There's quite a lot going on in Call of Duty world this week; whether you're jazzed about that huge Warzone Pacific update that brings a big new map, the wealth of weapons that are being added to the battle royale, or the new battle pass, you've certainly got something to get your teeth into.
And on top of all that, there's the arrival of much-anticipated Ricochet anti-cheat, Activision Blizzard's very own anti-cheating tool that should make the Call of Duty experience a little bit less toxic.
Ricochet has already been in use in the newly-launched Call of Duty: Vanguard since launch, albeit without the kernel-level driver. This week, though, that kernel-level driver comes to Warzone – showing off the system's 'final form', so to speak.
Ricochet isn't coming to the whole world at once, though; it'll likley launch some time today (Wednesday, December 8) to coincide with the rollout of the new Caldera map in Warzone.
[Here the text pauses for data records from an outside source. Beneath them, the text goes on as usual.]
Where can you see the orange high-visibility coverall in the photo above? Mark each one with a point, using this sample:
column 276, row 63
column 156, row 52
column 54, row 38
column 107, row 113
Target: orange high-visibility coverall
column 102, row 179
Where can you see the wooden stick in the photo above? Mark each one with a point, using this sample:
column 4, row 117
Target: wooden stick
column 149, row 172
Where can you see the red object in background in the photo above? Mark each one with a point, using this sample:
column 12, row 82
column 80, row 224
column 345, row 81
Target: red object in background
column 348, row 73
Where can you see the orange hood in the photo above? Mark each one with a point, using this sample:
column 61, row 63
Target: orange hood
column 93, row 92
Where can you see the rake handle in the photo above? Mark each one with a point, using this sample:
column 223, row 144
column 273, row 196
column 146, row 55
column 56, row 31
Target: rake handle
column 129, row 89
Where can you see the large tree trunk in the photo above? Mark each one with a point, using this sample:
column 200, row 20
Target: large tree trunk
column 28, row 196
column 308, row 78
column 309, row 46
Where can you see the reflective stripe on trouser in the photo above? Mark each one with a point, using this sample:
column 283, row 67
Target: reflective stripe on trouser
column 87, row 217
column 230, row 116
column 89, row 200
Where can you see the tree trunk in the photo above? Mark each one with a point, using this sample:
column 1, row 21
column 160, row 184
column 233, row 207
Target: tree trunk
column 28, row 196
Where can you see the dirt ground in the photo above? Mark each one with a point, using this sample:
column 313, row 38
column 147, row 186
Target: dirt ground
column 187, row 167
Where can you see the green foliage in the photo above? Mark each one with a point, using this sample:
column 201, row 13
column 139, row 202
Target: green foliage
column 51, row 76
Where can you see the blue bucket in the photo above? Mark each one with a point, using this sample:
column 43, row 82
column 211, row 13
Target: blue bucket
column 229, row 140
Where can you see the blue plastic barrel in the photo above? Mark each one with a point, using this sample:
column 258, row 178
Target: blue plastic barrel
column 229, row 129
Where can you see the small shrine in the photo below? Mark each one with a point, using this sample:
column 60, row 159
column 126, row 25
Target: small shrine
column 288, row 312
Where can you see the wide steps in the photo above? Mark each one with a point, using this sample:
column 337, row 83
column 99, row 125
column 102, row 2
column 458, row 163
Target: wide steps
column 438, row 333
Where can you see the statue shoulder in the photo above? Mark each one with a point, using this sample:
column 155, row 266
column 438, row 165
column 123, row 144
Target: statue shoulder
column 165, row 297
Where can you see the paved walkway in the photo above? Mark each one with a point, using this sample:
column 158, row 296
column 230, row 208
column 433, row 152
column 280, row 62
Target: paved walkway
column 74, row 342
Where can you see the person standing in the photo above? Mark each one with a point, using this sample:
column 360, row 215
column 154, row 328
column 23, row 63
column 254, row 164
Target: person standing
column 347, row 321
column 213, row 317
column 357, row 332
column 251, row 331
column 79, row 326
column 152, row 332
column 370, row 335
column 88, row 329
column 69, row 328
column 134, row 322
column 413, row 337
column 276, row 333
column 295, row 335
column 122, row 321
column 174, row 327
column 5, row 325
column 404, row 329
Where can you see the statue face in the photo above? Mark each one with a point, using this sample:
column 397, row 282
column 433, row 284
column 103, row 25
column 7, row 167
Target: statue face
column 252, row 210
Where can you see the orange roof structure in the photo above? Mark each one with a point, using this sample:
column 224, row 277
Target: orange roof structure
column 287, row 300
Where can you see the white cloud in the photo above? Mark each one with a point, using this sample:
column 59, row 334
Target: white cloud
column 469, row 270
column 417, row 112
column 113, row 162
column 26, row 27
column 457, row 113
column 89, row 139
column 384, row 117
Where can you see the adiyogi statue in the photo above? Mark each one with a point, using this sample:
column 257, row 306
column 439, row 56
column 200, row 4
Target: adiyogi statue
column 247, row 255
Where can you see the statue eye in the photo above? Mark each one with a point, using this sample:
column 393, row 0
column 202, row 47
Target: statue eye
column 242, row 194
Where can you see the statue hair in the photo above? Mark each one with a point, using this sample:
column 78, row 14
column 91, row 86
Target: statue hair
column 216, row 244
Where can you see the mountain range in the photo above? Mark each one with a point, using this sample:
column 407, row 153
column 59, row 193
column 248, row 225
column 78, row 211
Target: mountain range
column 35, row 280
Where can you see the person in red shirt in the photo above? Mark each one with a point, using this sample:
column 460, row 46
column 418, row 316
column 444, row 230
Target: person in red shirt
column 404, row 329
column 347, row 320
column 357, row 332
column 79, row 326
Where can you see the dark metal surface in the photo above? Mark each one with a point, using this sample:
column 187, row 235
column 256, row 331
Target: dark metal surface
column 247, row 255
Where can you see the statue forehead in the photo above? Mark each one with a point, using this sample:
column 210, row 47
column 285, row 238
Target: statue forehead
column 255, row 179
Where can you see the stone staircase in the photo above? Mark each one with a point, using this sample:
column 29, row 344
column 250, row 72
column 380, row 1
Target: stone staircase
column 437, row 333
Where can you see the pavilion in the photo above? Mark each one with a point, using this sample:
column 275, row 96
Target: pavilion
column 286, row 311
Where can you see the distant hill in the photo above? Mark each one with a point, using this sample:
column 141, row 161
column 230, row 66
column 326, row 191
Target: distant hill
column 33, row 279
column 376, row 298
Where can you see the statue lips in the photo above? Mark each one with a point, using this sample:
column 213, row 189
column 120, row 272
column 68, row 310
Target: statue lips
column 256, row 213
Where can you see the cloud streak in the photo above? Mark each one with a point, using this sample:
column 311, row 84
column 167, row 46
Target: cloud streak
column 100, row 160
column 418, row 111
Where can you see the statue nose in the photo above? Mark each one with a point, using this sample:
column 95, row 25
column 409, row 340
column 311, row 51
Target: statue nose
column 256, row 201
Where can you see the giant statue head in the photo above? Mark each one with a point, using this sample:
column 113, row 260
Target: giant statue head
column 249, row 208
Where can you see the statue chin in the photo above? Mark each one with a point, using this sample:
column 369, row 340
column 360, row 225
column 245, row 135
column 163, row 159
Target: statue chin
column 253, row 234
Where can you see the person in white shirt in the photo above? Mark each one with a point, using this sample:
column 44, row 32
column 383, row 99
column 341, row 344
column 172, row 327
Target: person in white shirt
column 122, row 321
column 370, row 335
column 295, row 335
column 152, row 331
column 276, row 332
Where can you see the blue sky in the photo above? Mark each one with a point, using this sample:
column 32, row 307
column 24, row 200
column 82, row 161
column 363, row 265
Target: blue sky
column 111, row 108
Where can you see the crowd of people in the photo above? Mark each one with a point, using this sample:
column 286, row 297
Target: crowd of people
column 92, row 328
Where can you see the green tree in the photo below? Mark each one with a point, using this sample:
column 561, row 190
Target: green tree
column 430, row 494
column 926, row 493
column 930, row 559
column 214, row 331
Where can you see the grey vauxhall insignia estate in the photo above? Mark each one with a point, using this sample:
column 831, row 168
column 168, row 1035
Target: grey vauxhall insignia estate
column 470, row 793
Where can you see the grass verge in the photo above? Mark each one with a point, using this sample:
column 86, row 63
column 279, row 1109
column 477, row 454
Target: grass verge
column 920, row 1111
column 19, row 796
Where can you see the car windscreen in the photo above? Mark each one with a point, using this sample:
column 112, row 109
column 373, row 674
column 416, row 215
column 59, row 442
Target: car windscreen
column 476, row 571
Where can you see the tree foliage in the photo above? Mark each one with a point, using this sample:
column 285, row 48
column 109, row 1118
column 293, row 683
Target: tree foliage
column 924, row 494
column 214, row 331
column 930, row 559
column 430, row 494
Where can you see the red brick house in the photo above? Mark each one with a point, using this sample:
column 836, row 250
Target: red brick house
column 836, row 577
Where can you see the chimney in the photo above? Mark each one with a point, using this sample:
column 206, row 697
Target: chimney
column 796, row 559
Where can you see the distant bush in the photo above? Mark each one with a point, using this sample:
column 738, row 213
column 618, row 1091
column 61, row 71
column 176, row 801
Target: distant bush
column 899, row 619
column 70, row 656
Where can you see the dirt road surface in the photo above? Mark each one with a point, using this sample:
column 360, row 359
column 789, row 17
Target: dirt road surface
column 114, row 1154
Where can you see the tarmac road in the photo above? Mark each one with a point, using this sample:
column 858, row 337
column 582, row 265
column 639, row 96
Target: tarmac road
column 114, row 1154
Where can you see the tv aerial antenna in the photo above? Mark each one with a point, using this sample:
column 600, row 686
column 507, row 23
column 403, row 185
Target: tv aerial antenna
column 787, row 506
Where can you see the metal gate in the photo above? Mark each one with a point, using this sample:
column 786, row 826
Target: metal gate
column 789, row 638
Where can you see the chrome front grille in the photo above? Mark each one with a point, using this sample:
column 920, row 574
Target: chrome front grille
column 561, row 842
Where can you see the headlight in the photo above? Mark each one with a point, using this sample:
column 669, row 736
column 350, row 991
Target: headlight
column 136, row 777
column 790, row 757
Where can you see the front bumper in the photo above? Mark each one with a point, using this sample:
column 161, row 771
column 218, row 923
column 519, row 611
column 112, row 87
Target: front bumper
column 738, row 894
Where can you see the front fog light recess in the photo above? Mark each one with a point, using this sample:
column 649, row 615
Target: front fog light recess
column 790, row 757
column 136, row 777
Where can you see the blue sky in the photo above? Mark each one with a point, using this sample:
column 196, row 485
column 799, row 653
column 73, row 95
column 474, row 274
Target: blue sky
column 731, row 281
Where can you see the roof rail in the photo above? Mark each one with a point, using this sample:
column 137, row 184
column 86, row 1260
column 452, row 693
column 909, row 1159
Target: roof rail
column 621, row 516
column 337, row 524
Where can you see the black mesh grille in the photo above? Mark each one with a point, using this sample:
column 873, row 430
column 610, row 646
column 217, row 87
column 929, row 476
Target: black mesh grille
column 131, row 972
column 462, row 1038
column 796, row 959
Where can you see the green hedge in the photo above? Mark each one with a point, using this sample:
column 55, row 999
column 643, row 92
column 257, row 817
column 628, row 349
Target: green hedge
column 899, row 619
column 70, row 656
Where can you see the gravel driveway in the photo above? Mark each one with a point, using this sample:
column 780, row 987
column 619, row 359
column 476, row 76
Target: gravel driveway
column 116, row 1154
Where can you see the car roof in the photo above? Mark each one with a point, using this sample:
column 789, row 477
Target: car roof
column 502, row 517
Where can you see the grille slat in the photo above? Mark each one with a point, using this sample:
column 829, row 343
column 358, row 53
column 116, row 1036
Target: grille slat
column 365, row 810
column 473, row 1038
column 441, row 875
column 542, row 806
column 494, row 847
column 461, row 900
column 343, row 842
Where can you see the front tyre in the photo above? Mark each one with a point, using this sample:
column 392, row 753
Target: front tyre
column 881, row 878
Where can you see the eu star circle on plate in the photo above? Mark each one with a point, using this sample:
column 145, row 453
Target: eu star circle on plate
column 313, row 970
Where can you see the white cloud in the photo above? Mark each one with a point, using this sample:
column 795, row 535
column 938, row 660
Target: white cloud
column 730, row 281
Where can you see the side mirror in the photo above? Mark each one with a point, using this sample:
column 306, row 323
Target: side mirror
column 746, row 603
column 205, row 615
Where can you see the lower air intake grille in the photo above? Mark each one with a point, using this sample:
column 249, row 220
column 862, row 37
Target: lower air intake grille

Only the Asia-Pacific region will get it first, followed by a wider, more international rollout.
This tiered release is so that the publisher can "monitor stability, collect feedback, and make any required updates". You'll know if it's in your game because you'll see it on you loading screen when the title boots up.
The developer clearly has a lot of faith in its new tool; the company even knew that Call of Duty's new anti-cheat system would end up in the hands of cheaters, and wanted it to be exposed so it could test the system's effectiveness.
Ricochet will debut in Warzone first, and then it will arrive in Vanguard afterwards. If you have more questions about this anti-cheat tech, what it is, how it works, or what the point of it actually is, you can find a wealth of answers on Call of Duty's official blog.